The Current Procedural Terminology (CPT) codes are standardized five-digit numbers used by medical professionals to describe and bill for procedures and services. CPT 93970 identifies a specific, non-invasive imaging test used routinely in the management of patients relying on hemodialysis. This diagnostic tool is designed to maintain the functionality of the patient’s vascular access, often referred to as their “lifeline.” Proper use of this code allows for the tracking and reimbursement of this important service for individuals with end-stage renal disease.
Defining CPT 93970
The full description of CPT 93970 is the “Duplex scan of arterial inflow and venous outflow of dialysis access, complete bilateral study.” A duplex scan is a sophisticated ultrasound technique that combines two different modes of imaging.
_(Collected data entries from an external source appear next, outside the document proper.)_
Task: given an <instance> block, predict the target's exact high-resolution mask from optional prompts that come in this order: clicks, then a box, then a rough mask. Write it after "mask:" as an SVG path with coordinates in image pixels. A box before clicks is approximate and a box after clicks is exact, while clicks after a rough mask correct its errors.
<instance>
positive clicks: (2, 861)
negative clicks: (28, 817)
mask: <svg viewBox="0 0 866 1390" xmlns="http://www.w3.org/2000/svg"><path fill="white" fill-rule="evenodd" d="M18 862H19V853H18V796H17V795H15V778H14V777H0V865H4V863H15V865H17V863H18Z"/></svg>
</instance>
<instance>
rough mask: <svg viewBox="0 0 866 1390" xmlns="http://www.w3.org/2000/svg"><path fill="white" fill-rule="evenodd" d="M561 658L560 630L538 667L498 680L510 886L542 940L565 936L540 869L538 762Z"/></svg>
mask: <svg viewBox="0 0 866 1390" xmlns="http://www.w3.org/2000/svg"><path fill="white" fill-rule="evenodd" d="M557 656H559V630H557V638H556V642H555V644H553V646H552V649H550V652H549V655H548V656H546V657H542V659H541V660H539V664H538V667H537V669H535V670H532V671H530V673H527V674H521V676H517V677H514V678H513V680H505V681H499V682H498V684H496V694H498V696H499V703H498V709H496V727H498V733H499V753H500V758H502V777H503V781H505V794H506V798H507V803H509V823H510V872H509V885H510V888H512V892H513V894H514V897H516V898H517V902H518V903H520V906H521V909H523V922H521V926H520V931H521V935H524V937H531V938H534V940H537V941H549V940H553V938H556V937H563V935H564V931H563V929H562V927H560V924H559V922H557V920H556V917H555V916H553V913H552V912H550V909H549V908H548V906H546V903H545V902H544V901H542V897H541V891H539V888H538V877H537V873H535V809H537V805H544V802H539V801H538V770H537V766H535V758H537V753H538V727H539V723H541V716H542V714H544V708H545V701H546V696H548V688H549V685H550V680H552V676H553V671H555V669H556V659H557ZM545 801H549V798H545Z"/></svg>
The first is B-mode ultrasound, which creates a two-dimensional, real-time image of the physical structure of the blood vessels.
The second component is Doppler technology, which measures the speed and direction of blood flow within those vessels. Combining these two modalities provides both an anatomical map and a dynamic assessment of circulation. The scan is comprehensive, examining the entire pathway of the dialysis access, including the artery supplying the blood (inflow) and the vein returning the treated blood (outflow). This evaluation covers the arteriovenous fistula (AVF) or arteriovenous graft (AVG) itself.
Necessity of Monitoring Dialysis Access
Dialysis access—whether an AV fistula or an artificial graft—is the patient’s most reliable means for receiving life-sustaining hemodialysis treatment. However, access is prone to developing complications that can limit or halt its function. The most common problem is stenosis, a significant narrowing of the blood vessel, often occurring near the connection to the native vein.
Stenosis is caused by a buildup of scar tissue (neointimal hyperplasia), which progressively restricts the blood flow pathway. If left unchecked, restricted flow creates a high risk of thrombosis, or complete clotting, resulting in sudden access failure. The justification for the surveillance procedure coded by CPT 93970 is the early detection of these flow-limiting stenoses.
Identifying stenosis before failure prevents emergency interventions and hospitalizations. Maintaining patent access also reduces the need for temporary central venous catheters, which carry a higher risk of infection. Early detection allows for timely, less invasive procedures, such as angioplasty, to correct the narrowing and prolong the functional life of the access.
The Duplex Scan Procedure
The duplex scan is a non-invasive procedure performed in an outpatient setting by a registered vascular technologist. The patient is positioned comfortably, and a water-based gel is applied to the skin over the access to facilitate the transmission of sound waves.
A handheld transducer is gently moved along the entire length of the access, from the arterial inflow to the venous outflow. The transducer emits high-frequency sound waves that bounce off blood cells and vessel walls, creating echoes processed into images. The color Doppler feature overlays the structural image with color coding to represent the direction and velocity of blood flow.
The technologist systematically measures specific parameters throughout the access pathway. These measurements include vessel diameter, volume flow rate, and peak systolic and end-diastolic blood flow velocities at multiple points. The presence of turbulent flow, which indicates an underlying restriction, is also noted. The examination is painless and does not involve radiation exposure.
Interpreting the Clinical Findings
The goal of the duplex scan is to provide the interpreting physician with detailed, quantifiable data about the access’s current function. A key finding is significant stenosis, identified by a dramatic increase in blood flow velocity through the narrowed segment. Stenosis is often considered hemodynamically significant if the peak systolic velocity is substantially elevated compared to the upstream segment.
The physician also assesses the volume flow rate, measured in milliliters per minute, because a low flow rate strongly predicts imminent thrombosis. A flow rate below a certain threshold, such as 500 mL/min, can correlate with access failure within months. Conversely, a complete blockage (thrombosis) is indicated by the absence of color flow and the visualization of clotted blood within the vessel lumen.
These quantified findings dictate the next steps in patient care. If the scan identifies a severe stenosis (e.g., greater than 50% diameter reduction) or a significantly reduced flow rate, the patient is promptly referred for a corrective procedure. Interventions may include percutaneous transluminal angioplasty, which uses a balloon to open the narrowed segment, or a thrombectomy to remove a clot. The duplex scan results serve as the roadmap for preemptive maintenance, ensuring the continued viability of the vascular access.